ラーメン店でアルバイトし、進学費用を貯めています。
凌大君:「入学金や一人暮らし用の資金は貯めないといけないことは、お姉ちゃんを見ていて分かった。バイトはずっとしようと思ってたんで」
日本ケアラー連盟の理事、中村健治さん。
子どもだけでなく、世帯全体への支援が必要だと訴えます。
日本ケアラー連盟 中村 健治 理事:「ヤングケアラーの側に立つだけでなく、ケアラーを必要としている人の側にも立ち、そういう面では個人を見ながらも、その世帯全体をみられるような仕組みづくりに取り組んでいくのが一番望ましいのかなと」
精神疾患のある母親と暮らす凌大くん。
勉強とアルバイト、そして家事。
忙しい中で安らぐことができるのが、カコタムが作った中高生のための居場所、「ゆるきち」です。
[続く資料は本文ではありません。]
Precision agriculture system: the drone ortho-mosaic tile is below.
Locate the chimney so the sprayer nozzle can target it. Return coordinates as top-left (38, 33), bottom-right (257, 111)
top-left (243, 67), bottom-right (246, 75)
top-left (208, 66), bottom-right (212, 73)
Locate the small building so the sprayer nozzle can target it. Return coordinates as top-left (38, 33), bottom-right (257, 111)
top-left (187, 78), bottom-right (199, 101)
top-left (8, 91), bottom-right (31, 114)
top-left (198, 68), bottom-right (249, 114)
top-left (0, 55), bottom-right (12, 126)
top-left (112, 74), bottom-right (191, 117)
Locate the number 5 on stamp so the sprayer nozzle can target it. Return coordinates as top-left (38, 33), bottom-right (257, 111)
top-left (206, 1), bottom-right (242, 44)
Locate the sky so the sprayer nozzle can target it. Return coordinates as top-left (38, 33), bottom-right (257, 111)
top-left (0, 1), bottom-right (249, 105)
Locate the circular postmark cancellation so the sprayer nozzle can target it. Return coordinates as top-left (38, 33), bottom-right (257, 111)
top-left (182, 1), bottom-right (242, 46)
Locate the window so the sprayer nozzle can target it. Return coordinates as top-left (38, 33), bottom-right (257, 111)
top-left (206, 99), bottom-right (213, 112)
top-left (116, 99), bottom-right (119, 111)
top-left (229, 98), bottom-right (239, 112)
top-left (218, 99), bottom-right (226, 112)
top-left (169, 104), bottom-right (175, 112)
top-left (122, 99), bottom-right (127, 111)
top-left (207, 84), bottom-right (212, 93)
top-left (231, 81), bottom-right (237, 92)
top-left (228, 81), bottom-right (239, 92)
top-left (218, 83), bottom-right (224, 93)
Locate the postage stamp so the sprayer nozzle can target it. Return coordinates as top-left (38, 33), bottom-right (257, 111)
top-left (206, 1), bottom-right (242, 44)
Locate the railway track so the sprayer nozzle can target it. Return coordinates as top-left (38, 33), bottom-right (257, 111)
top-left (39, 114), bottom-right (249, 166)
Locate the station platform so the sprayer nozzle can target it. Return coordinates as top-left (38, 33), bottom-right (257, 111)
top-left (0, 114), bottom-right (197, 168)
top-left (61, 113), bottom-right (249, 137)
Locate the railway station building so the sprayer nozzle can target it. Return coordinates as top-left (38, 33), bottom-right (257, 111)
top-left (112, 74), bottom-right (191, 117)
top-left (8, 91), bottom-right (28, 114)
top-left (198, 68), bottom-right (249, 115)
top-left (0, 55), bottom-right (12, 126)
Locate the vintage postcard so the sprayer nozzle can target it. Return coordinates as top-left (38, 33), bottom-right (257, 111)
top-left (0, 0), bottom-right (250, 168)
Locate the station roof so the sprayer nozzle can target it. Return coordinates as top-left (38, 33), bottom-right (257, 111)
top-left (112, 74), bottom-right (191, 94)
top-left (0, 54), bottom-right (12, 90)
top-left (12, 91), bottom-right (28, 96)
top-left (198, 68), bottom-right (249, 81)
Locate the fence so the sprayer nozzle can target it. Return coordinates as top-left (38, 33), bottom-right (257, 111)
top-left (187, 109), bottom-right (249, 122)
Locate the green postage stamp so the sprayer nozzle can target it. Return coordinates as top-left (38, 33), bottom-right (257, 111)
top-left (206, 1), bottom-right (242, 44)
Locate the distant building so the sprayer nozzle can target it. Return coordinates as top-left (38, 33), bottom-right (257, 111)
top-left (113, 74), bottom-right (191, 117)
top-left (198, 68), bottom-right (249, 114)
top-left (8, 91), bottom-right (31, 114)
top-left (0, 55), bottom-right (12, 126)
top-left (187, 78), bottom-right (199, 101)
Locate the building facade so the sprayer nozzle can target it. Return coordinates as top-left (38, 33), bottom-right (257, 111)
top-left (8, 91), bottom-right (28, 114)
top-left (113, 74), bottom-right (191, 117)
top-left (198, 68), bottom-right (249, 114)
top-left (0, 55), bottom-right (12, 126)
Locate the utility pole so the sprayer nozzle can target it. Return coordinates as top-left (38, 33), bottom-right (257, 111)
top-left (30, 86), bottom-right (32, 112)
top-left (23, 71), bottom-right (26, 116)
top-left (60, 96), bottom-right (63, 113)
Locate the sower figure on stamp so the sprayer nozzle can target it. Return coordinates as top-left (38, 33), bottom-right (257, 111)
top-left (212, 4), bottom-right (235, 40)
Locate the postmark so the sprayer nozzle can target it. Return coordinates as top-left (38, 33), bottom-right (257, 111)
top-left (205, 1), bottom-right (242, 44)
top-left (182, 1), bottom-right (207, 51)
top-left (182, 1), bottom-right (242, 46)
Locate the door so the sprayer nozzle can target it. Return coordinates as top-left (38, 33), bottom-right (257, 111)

空いた時間はここで勉強したり遊んだりして過ごします。
専門学校に進学後は、スタッフとして子どもたちに関わりたいと考えています。
凌大君:「家以外の居場所としてあったわけで、逃げ場としてもあったし、カコタムの人たちがいたおかげで、今普通に勉強もできているし、居場所もできている。その恩を返し、自分みたいな人が居場所を求めた時に、居場所を作れるようにするために、メンバーになろうかな」
孤立するヤングケラー。周囲とつながり、安心して過ごせる場所が求められています。